Relationships: Reaper | Gabriel Reyes/Soldier: 76 | Jack Morrison
Series: Reaper76 [84]
Series URL: https://archiveofourown.org/series/1188655
Comments: 5
Kudos: 51





	The Hunt of the Pumpkin King

**Author's Note:**

> Please note that if you want to talk to me about my fics and writing, or anime/shows/games in general then you can now find me on discord [The Unholy Trinity](https://discord.gg/jdpcfy6XTB).

_Heads, Heads, Heads on the wall,_

_Pray for those who hear the call,_

_Death on the wind, in the night, at the door,_

_The voice of the King hungry for more._

****

Autumn had come early this year, the evenings drawing in, casting the village and the surrounding forest in a blanket of darkness earlier and earlier. Inside, the tavern with the roaring fire in the hearth, and lanterns casting a warm glow in the corners were the light of the flames didn’t quite reach, and spiced cider warming his insides, it was hard for Jack to remember that the changing seasons meant danger for the village. Hard, but not impossible, because all around him he could hear the whispers – old rhymes and stories, names that had been carved into the old oak so they would never be forgotten, spoken as though the ghosts of those who had fallen before were sat with them, and fear.

“…Autumn has come too early…”

“It’s not the crops…”

“…it’s him…”

_Him._ Jack grimaced. He had never been sure what he thought about the legends of the Pumpkin King. As a child, he had been fascinated and terrified in equal measure. Aided by the fact that he and his siblings had never been allowed outside past dark, and they’d had to help put the charms at the door and to keep the candles lit during the night. As he’d grown older, he’d started to question it more. He couldn’t deny that people disappeared every autumn or the bodies that were found… bodies without heads, just as the rhymes and legends told, but he wasn’t convinced. Then he’d left the village, gone to fight in the army, and between the mockery of his fellows when they’d shared customs and stories from home, and the fact that he’d had a taste of just what humans were capable of, he couldn’t help but think that the village was wrong.

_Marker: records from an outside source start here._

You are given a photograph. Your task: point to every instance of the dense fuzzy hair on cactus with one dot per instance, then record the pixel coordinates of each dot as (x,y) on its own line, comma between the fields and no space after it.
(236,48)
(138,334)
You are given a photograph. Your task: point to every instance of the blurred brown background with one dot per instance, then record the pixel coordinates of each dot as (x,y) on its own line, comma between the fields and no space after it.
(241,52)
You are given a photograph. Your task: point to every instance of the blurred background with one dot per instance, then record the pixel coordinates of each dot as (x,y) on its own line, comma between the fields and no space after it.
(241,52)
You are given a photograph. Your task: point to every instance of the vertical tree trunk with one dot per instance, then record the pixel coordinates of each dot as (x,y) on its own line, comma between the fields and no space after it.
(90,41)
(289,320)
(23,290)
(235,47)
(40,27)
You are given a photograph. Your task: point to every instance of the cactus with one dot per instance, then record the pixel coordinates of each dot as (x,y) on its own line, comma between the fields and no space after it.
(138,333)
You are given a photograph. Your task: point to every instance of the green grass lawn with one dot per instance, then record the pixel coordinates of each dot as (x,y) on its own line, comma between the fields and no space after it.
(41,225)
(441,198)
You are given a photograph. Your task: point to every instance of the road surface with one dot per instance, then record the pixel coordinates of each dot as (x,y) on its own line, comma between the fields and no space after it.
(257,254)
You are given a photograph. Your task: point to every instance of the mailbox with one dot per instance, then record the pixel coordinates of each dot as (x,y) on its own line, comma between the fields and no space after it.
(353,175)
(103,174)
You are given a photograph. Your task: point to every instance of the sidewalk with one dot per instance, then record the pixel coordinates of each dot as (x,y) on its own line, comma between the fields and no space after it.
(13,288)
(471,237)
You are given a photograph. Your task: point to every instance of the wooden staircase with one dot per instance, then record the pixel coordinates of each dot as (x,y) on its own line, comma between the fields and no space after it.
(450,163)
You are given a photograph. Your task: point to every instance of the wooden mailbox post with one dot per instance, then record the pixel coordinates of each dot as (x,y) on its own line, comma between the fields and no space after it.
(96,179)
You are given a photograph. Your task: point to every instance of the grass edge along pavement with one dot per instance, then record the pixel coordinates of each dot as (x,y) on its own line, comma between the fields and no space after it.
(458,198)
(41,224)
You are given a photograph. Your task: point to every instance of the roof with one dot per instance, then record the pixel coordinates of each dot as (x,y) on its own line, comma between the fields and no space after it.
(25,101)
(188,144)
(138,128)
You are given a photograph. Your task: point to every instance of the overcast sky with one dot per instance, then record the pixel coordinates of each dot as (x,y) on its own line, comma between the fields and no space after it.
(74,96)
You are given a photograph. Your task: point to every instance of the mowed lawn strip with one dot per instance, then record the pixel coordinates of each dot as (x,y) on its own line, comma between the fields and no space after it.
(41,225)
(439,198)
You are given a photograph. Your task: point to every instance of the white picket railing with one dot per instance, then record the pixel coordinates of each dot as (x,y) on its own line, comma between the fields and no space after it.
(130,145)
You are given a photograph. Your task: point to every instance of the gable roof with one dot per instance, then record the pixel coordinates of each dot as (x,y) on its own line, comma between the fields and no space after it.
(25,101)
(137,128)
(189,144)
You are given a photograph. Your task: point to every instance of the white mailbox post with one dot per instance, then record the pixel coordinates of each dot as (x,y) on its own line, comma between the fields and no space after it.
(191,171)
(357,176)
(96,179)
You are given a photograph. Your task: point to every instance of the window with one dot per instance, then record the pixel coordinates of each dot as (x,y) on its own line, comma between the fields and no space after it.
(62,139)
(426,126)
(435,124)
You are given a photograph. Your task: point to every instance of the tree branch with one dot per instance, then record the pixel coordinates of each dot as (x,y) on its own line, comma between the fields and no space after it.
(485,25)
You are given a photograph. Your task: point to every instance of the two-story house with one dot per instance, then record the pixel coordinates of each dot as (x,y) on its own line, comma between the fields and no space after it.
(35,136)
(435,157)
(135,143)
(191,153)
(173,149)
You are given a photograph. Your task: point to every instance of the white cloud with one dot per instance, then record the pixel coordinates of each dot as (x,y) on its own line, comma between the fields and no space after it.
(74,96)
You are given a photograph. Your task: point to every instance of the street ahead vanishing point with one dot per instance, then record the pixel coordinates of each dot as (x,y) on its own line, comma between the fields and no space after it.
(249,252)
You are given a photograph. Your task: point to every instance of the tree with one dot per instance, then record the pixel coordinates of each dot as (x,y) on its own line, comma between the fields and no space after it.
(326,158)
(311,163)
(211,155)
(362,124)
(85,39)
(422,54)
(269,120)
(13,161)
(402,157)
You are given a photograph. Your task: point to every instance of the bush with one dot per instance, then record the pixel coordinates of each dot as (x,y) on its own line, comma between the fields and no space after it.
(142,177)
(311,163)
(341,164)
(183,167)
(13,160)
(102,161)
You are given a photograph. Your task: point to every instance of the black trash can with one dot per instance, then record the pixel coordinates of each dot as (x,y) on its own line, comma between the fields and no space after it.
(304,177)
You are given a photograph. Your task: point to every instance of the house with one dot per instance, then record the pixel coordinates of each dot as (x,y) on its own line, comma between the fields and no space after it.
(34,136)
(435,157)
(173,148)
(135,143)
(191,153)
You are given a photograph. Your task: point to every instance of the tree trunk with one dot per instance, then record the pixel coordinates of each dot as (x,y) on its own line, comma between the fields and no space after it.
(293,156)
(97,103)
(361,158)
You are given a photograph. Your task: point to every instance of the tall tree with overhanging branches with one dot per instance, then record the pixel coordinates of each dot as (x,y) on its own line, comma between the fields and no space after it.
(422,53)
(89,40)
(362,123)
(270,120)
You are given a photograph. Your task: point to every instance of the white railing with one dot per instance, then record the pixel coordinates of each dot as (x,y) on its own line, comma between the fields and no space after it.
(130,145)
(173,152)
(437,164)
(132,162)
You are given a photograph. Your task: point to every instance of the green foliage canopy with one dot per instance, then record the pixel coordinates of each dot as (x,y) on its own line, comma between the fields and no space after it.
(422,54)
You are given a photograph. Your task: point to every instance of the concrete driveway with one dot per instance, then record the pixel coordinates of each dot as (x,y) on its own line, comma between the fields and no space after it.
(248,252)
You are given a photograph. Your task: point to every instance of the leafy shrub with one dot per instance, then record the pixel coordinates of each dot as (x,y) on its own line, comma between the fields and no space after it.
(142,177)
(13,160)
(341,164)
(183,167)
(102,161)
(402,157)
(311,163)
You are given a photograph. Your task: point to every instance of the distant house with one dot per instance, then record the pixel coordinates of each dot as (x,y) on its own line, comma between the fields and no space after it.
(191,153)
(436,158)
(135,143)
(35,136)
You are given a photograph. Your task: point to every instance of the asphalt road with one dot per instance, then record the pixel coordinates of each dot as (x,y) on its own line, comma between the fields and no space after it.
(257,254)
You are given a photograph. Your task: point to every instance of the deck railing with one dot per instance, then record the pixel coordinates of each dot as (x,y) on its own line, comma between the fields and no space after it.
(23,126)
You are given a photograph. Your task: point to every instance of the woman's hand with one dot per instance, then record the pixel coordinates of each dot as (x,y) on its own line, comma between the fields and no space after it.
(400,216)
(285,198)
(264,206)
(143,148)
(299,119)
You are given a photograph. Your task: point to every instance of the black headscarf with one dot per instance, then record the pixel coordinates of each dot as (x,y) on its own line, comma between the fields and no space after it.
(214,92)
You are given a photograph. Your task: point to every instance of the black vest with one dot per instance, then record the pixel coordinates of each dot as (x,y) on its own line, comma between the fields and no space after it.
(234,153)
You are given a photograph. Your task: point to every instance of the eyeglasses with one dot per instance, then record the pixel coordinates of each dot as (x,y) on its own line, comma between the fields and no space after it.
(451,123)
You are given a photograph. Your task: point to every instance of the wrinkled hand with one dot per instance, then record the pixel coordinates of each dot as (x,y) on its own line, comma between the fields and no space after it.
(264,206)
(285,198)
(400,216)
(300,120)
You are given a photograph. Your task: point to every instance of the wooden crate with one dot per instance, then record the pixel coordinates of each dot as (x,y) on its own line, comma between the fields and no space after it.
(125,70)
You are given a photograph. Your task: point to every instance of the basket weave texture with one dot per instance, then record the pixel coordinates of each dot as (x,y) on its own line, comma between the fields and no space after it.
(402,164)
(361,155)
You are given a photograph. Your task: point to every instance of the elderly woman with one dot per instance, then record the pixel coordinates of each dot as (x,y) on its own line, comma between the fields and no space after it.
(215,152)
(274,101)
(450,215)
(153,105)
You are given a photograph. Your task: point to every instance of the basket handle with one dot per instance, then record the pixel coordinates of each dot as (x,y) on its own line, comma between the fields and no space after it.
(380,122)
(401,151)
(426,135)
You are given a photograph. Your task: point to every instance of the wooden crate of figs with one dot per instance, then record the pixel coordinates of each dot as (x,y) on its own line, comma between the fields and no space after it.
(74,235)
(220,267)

Oh, sure there was something or more likely someone out there killing people, but rather than some mythical being with a Pumpkin head, he was sure it was a human or maybe more than one. Of course, suggesting that when he’d returned home had gone down like a tonne of bricks, and he’d had the worst argument he could ever remember with his parents, and they were currently acting as though the topic had never arisen. Wisely, he hadn’t mentioned his thoughts to anyone else, and yet still he worried at the idea, the cider not enough to dull his thoughts, and as he heard yet someone else join the conversation, he found himself pushing his drink away and climbing to his feet.

Most people ignored him, apparently two years away was enough to make him an ‘outsider’, and aside from his family, no one seemed to have expected him to return. _Maybe I shouldn’t have,_ he thought, as he passed a group speculating on who might go missing this year, fighting the urge to roll his eyes at them.

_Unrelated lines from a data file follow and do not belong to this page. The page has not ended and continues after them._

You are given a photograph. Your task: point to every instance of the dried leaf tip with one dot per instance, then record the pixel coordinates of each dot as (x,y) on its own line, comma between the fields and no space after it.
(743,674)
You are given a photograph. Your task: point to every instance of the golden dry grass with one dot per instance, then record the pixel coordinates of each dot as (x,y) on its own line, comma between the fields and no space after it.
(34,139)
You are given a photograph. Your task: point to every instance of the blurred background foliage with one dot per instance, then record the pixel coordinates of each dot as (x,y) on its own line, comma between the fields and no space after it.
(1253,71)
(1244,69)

“Jack, you’re walking home alone?” A voice rose above the din just as he reached the door, reminding him that there was one other person glad to have him back, and he turned to look at Ana who had paused in the middle of pouring a drink and was looking at him with a worried frown.

“It’s not that far,” he pointed out, trying not to frown back at her. He had forgotten that people didn’t go out alone in the dark here, and part of him bristled at the question, after all, he was a soldier, and he had survived worse than a short walk in the dark. “I’ll be fine, Ana, promise,” he flashed her a grin instead, stuck his tongue out at a sleepy-looking Fareeha who was perched at the end of the bar and darted out of the door before Ana could come up with an argument he couldn’t defeat. And he had a feeling he would be catching an earful from her later as he heard her calling after him until the heavy door closed behind him and cut off her voice.

There was a chill in the air, and even with the lanterns and candles in the windows as he wound his way through the village, the darkness pressed close. Jack shivered, pulled his coat closer and wished he’d brought a scarf as he sped up. Out here, with the hush that had settled over the village with the arrival of night, it was easier to understand why people still believed. Despite himself, Jack found himself glancing around, casting uneasy glances towards the forest that curled around the village, dark and silent and watchful.

“This is ridiculous…” He muttered to himself, starting a little at how loud his voice was in a quiet and immediately falling silent again.

It took him a moment to notice that it wasn’t as quiet as it had been before. There was a noise behind that almost sounded like feet pattering on the ground, and he whirled, hands raised in case of an attack and found himself staring at…

…nothing.

There was nothing there, and the moment he had moved the noise had disappeared. Had he just spooked himself with the sound of his own footsteps? He waited a moment longer and turned away with a muffled curse. _Great, now I am imagining things._ He had already been starting to regret coming home, and now he was jumping at shadows, he grimaced. His old Captain would have a field day with him acting like a skittish rabbit, and that thought had him squaring his shoulders and striding forward, refusing to look left or right, or turn around as after a pause the sound resumed.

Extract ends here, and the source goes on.